I disagree. The advantages of earlier colonization are considerable in terms of the level of interest that would be maintained, not to mention getting started while there is still interest and before something goes wrong here. Martians would care a whole lot more about solving the terraforming problems than we do back here. They would also be far less vulnerable to political whims and fads than we are. It's easy for our morons to whine that we should feed our hungry before we provide any funds for Mars, even though we can never feed all the hungry because of the choices they make. It's almost unimaginable that Martian colonists would take the same attitude.
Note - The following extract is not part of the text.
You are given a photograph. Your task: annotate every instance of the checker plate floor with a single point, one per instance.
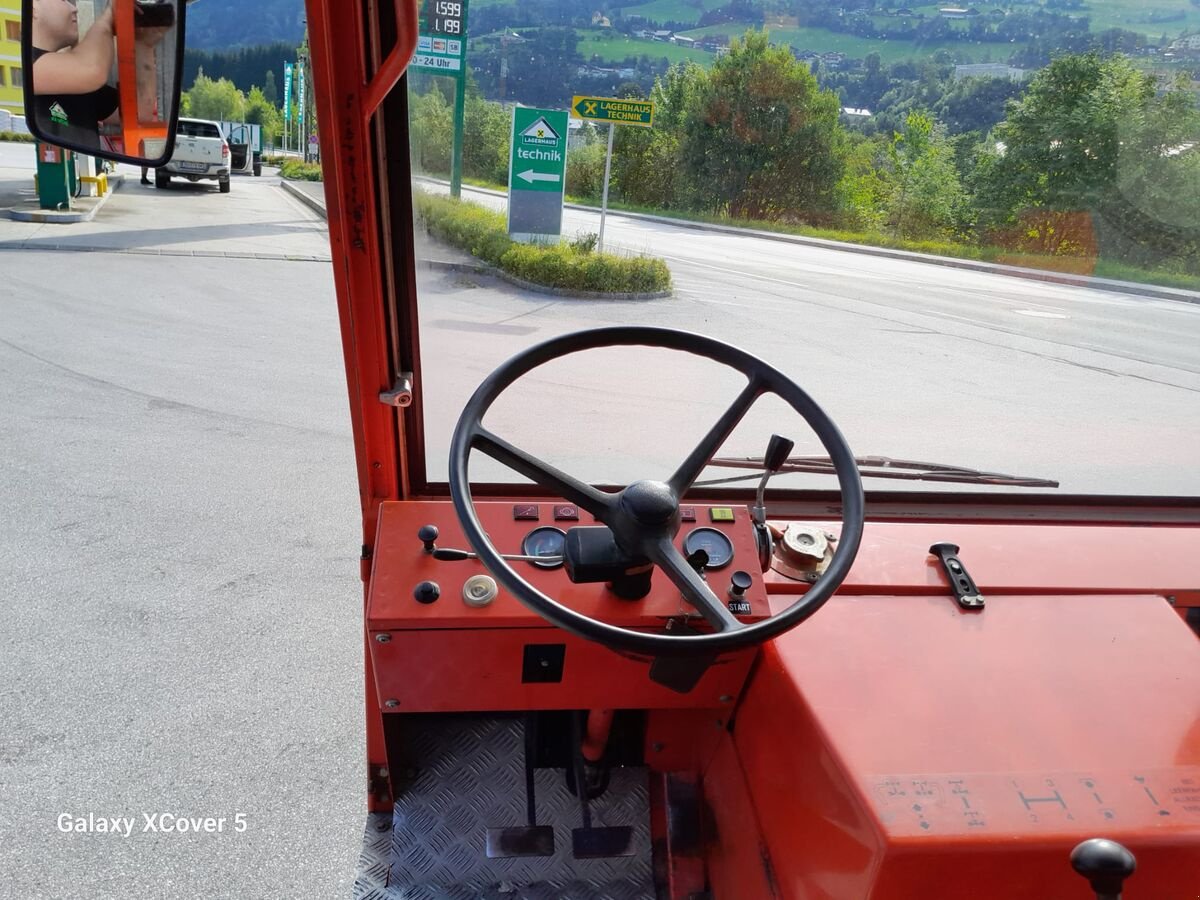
(432, 846)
I'd like to go to Mars as soon as we are ready, with people staying there and building a self-sustaining civilization. If we do it with people over 45 or 50 years old, so that they already have kids grown and out of the house, they can build without worrying as much about whether their children are in danger, and that might be a compromise from true colonization. However, I like the idea of building for my children. If we had a mission in two years, I'd be training, studying, and getting in shape to qualify and encouraging perhaps half of my children to come along.
Despite what Zubrin has claimed for years, terraforming Mars — using ‘greenhouse gases’ btw — will be an enormous project, will have to involve introduced gases, and the impact won’t be felt for a long, long time — length of a human lifetime or more. Dropping big blobs of frozen gas will be non-trivial impacts, especially at first, and will have the additional benefit of pulverizing the hard surface of the planet.